The lifting version differs slightly from the medical version. You take a deep breath into your belly (not your upper chest), brace your core as if bracing for a punch, close your glottis (the opening at the back of your throat), and hold that pressure throughout the hardest portion of the rep. You exhale in a controlled way as you complete the lift, not explosively all at once.
For trained lifters, the risks of this technique are very low because their cardiovascular systems have adapted to repeated bouts of elevated internal pressure. Beginners and people with high blood pressure should be more cautious. If you’re new to strength training, start with lighter loads and exercises like the bench press or seated row before attempting heavy squats or deadlifts with a full Valsalva brace. Untrained individuals who jump straight to heavy compound lifts generate spikes in chest and abdominal pressure that their bodies aren’t yet adapted to handle.
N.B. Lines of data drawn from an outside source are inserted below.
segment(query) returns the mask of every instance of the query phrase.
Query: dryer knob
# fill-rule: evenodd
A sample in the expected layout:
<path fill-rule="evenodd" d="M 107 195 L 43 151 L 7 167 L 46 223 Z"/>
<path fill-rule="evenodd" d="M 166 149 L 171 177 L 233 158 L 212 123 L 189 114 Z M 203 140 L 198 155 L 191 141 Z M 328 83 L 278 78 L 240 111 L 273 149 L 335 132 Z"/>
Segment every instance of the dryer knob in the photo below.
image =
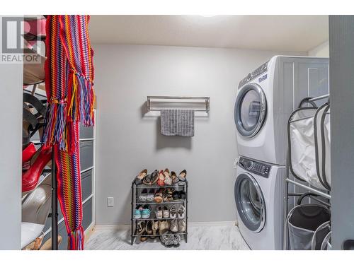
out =
<path fill-rule="evenodd" d="M 248 170 L 251 170 L 252 167 L 253 167 L 253 165 L 254 163 L 252 162 L 252 161 L 249 161 L 248 163 L 247 163 L 247 169 Z"/>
How Doctors Use It for Diagnosis
In a clinical exam, your doctor might ask you to perform the Valsalva maneuver while they listen to your heart with a stethoscope. Because the maneuver reduces the amount of blood filling your heart, it changes how certain heart murmurs sound, and those changes help identify the underlying condition.
Two conditions get louder during the strain phase: hypertrophic obstructive cardiomyopathy (a thickened heart muscle that partially blocks blood flow) and mitral valve prolapse (a valve that bulges backward). Most other murmurs, including those from aortic stenosis, mitral regurgitation, and tricuspid stenosis, get quieter. This simple distinction can point a cardiologist toward the right diagnosis without any imaging.
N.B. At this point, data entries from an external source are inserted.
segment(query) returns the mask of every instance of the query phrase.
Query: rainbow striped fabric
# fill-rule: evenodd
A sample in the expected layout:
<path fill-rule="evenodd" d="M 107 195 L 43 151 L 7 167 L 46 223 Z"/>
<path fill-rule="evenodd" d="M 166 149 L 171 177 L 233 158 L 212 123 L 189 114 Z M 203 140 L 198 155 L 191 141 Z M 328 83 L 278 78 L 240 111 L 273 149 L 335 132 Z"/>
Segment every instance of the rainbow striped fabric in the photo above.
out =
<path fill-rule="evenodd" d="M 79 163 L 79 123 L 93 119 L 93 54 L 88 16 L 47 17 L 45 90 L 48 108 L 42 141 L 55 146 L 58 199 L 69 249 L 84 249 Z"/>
The maneuver also helps evaluate how well your autonomic nervous system is functioning. By tracking your heart rate and blood pressure through all four phases, doctors can assess whether the reflexive responses are intact. Abnormal patterns can signal nerve damage from conditions like diabetes or certain neurological disorders.
Who Should Avoid It
The maneuver is generally safe for healthy people, but it does create significant swings in blood pressure and internal pressure. People with uncontrolled high blood pressure face added risk because the rebound phase pushes blood pressure above its already elevated baseline. Those with blood vessel abnormalities in the brain or spine (cerebrovertebral anomalies) should avoid it as well, since the pressure spikes could stress weakened vessel walls.
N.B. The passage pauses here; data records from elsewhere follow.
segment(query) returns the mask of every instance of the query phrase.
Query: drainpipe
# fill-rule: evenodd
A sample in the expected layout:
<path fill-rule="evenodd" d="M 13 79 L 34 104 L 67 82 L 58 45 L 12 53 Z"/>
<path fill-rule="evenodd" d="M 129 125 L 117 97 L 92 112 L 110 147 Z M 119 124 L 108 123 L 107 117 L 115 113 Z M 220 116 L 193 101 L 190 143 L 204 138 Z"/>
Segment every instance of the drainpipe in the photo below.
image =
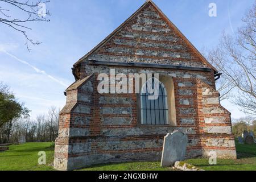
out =
<path fill-rule="evenodd" d="M 216 74 L 214 75 L 214 78 L 217 76 L 218 77 L 217 78 L 215 78 L 215 81 L 218 80 L 218 79 L 220 79 L 221 75 L 222 75 L 222 73 L 217 73 Z"/>

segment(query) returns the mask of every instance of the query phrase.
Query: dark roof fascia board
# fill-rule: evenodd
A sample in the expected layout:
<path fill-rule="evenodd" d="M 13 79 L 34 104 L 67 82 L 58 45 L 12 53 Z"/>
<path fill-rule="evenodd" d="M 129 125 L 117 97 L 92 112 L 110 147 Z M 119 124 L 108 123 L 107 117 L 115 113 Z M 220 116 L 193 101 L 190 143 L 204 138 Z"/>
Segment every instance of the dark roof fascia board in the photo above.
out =
<path fill-rule="evenodd" d="M 88 60 L 87 63 L 88 63 L 89 65 L 106 65 L 106 66 L 115 66 L 115 67 L 137 67 L 137 68 L 161 68 L 161 69 L 179 69 L 179 70 L 187 70 L 187 71 L 203 71 L 203 72 L 211 72 L 212 71 L 212 69 L 208 68 L 175 66 L 164 64 L 146 64 L 139 63 L 107 62 L 107 61 L 98 61 L 93 60 Z"/>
If you have a retinal condition, glaucoma, or have had recent eye surgery, the increased pressure can strain delicate blood vessels in the eye. The same caution applies after abdominal surgery, hernia repair, or any procedure where internal pressure could stress a healing wound. And if you’ve been told you have an unstable heart condition or severe heart valve disease, the rapid changes in blood flow and heart rate could trigger complications.
Common Mistakes
The most frequent error is letting air leak out. If your lips aren’t sealed or your nose isn’t pinched, you’re just exhaling, not building pressure. You should feel your abdomen tighten and your face flush slightly. If neither happens, air is escaping somewhere.
Straining too hard is the opposite problem. People sometimes treat it like a maximum-effort push, which can cause lightheadedness, seeing spots, or even briefly passing out as blood pressure drops during the strain phase. The goal is moderate, sustained pressure, not an explosive burst. Aim for a level of effort you can comfortably hold for 15 seconds. If you feel faint or see stars, stop immediately and breathe normally. The sensation should be uncomfortable but controlled, not alarming.